BFM Business

Qui va bénéficier le plus des réformes économiques de Macron?

Les ménages les plus modestes sont ceux qui, en proportion, gagnent le plus

Les ménages les plus modestes sont ceux qui, en proportion, gagnent le plus - Eric Ward - Pixabay - CC

Alors que l'exécutif est accusé d'avoir fait un budget "pour les riches", Bercy, dans le rapport économique et social du projet de loi de Finances pour 2018, montre qu'en proportion de leurs revenus, ce sont les ménages les plus modestes qui profiteront le plus de l'ensemble des mesures présentées d'ici à 2022.

C'est la brèche dans laquelle l'opposition tente de s'engouffrer: taxer le projet de loi de Finances pour 2018 de "budget pour les riches". Comme angle d'attaque, elle prend notamment la transformation de l'ISF en IFI (impôt sur la fortune immobilière), excluant ainsi les avoirs financiers et les biens de luxe (yachts, lingots, etc…). Un "cadeau aux riches", pour reprendre les mots, par exemple, du chef de file des députés PS Olivier Faure, pour un coût estimé à 3,2 milliard d'euros.

Depuis, le gouvernement tente de se sortir comme il peut de ce piège. Le ministre de l'Action et des comptes publics, Gérald Darmanin, a ainsi plusieurs fois affirmé que le projet de loi de Finances était "tout l'inverse" d'un budget pour "les riches", martelant que ces mesures conduiraient à créer "l'équivalent d'un treizième mois" d'ici à 2022 pour les personnes gagnant un Smic.

Un niveau de vie en hausse de 1,1% d'ici à 2022

Le rapport économique social et financier du projet de Budget pour 2018 semble apporter de l'eau au moulin de l'exécutif. Dans ce document, Bercy a en effet analysé l'impact sur les ménages des différentes mesures annoncées par le gouvernement d'ici à 2022 en intégrant également la baisse des APL de 5 euros effectives au 1er octobre de cette année, ainsi que la hausse du RSA de septembre. Mais aussi les hausses de taxes et d'impôts (tabac, fiscalité écologique).

Plus exactement, Bercy a regardé les effets sur le niveau de vie des ménages, en décomposant par décile (c'est-à-dire que le premier décile représente les 10% des ménages qui ont le niveau de vie le plus faible, et le dernier ceux qui ont le niveau de vie le plus élevé).

Au final, Bercy estime que les Français vont, en moyenne voir leur niveau de vie augmenter de 1,1% d'ici à 2022, soit en moyenne près de 250 euros. Quand on regarde dans le détail, les ménages les plus modestes sont ceux qui, en proportion, gagnent le plus. Les 40% des foyers les moins aisés bénéficient en effet pleinement de la hausse du RSA, du minimum vieillesse, de la hausse de la prime d'activité ou encore de l'allocation versées aux jeunes parents (PAJE).

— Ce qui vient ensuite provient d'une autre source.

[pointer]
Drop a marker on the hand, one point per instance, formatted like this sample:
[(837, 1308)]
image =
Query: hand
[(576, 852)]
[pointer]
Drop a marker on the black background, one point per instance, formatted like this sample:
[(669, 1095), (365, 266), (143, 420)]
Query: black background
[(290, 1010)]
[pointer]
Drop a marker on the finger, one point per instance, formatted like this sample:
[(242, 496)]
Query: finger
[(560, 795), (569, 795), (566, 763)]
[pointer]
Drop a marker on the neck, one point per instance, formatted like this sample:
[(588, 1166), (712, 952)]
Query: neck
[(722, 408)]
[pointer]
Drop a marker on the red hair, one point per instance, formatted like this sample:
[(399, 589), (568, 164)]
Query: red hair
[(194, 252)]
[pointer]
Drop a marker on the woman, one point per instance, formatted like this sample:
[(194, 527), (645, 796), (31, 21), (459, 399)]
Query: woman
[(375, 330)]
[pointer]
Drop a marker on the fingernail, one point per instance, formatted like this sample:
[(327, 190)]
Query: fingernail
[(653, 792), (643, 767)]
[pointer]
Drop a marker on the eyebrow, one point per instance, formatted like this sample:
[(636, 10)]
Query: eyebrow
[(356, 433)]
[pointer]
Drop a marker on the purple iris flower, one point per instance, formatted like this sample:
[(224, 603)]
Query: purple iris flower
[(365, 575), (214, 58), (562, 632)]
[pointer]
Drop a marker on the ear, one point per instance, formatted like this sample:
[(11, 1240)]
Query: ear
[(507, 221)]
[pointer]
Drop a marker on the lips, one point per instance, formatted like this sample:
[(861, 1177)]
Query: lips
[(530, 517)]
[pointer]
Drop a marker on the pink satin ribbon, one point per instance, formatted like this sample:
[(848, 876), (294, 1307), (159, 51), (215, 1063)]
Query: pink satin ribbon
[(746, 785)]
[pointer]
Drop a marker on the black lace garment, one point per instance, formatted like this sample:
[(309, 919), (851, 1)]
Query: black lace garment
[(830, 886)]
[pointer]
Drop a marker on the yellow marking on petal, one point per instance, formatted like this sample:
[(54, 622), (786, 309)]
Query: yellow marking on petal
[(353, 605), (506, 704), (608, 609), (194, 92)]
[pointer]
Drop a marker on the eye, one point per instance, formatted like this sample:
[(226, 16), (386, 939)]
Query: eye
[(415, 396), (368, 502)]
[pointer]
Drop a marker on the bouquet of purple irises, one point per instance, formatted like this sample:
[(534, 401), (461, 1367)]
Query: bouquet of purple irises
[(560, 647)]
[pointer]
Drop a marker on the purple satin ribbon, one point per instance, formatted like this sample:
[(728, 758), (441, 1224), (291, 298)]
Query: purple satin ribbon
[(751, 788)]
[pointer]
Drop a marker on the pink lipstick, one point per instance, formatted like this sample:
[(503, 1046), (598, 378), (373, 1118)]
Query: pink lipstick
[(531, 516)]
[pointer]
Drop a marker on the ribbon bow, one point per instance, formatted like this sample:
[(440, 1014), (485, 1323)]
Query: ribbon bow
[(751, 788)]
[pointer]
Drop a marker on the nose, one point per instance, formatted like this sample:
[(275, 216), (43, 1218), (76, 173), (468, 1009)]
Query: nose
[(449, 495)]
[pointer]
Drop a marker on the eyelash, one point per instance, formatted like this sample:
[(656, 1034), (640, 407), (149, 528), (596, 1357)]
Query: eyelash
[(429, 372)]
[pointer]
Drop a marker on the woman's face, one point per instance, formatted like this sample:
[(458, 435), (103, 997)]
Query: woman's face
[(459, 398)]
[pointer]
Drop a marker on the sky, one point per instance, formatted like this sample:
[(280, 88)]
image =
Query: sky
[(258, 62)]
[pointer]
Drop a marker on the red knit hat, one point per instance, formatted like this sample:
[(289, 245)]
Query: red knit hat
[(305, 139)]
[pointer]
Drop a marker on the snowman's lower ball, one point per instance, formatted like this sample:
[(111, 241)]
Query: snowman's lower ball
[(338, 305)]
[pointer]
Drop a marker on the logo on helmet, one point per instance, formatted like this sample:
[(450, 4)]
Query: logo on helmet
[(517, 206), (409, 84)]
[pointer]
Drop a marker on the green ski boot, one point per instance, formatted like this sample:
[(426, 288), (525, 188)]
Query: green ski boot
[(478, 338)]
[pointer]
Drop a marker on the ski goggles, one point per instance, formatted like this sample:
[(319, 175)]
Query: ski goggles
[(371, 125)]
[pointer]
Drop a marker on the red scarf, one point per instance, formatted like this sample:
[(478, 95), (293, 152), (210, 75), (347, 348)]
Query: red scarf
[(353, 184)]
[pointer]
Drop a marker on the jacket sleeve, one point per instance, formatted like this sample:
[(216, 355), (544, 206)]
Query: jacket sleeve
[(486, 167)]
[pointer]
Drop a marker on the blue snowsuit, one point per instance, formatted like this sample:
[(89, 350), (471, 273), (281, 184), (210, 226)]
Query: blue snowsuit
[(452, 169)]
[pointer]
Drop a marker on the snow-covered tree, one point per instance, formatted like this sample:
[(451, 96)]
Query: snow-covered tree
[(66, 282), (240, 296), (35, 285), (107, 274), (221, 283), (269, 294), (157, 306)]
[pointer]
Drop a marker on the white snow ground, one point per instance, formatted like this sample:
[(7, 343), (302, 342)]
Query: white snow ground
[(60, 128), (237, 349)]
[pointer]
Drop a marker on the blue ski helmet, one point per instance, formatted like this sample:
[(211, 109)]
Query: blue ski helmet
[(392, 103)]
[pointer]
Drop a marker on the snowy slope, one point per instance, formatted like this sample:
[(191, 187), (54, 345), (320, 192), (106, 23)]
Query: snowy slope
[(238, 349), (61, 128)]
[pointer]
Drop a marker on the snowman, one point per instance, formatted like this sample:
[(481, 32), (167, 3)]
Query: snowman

Les classes moyennes (les personnes dont le niveau de vie est supérieur aux 40% les plus pauvres et inférieur aux 30% plus riches) profitent, elles, pleinement de l'exonération de taxe d'habitation. Au final, les 70% des ménages les moins aisés auraient ainsi des gains compris entre 2,1% et 1,2% de leur niveau de vie.

-
- © Trésor

L'ISF qui fait gagner beaucoup aux plus riches

Ces gains s'estompent ensuite pour les ménages les plus riches au point que les ménages qui se situent juste avant le dernier décile, accusent, eux, une légère perte. Dans cette avant-dernière catégorie, peu de ménages vont être impactés par l'exonération de taxe d'habitations, alors qu'ils devront faire face à la hausse des prix du tabac et surtout celle de la fiscalité énergétique (malus automobile, taxe carbone, prix du gazole).

Reste le cas des 10% le plus riches, qui verraient leur niveau de vie augmenter de 1,2%, grâce à la fois à la mise en place de la flat tax à 30% sur les revenus du capital et, surtout, de la transformation de l'ISF en IFI. Ce sont donc surtout les ménages assujettis à l'ISF qui "portent" les gains chez ces ménages les plus riches.

En conséquence, ces ménages sont ceux qui y gagneraient le plus en valeur absolue. En effet, d'après l'Insee, le niveau de vie médian chez ces 10% les plus riches était de 56.640 euros pour une personne seule en 2015. Ce qui ferait alors un gain annuel de 680 euros, si l'on applique les simulations de Bercy. Alors que les ménages appartenant aux 10% les plus pauvres, dans la même logique, gagneraient eux "seulement" 173 euros.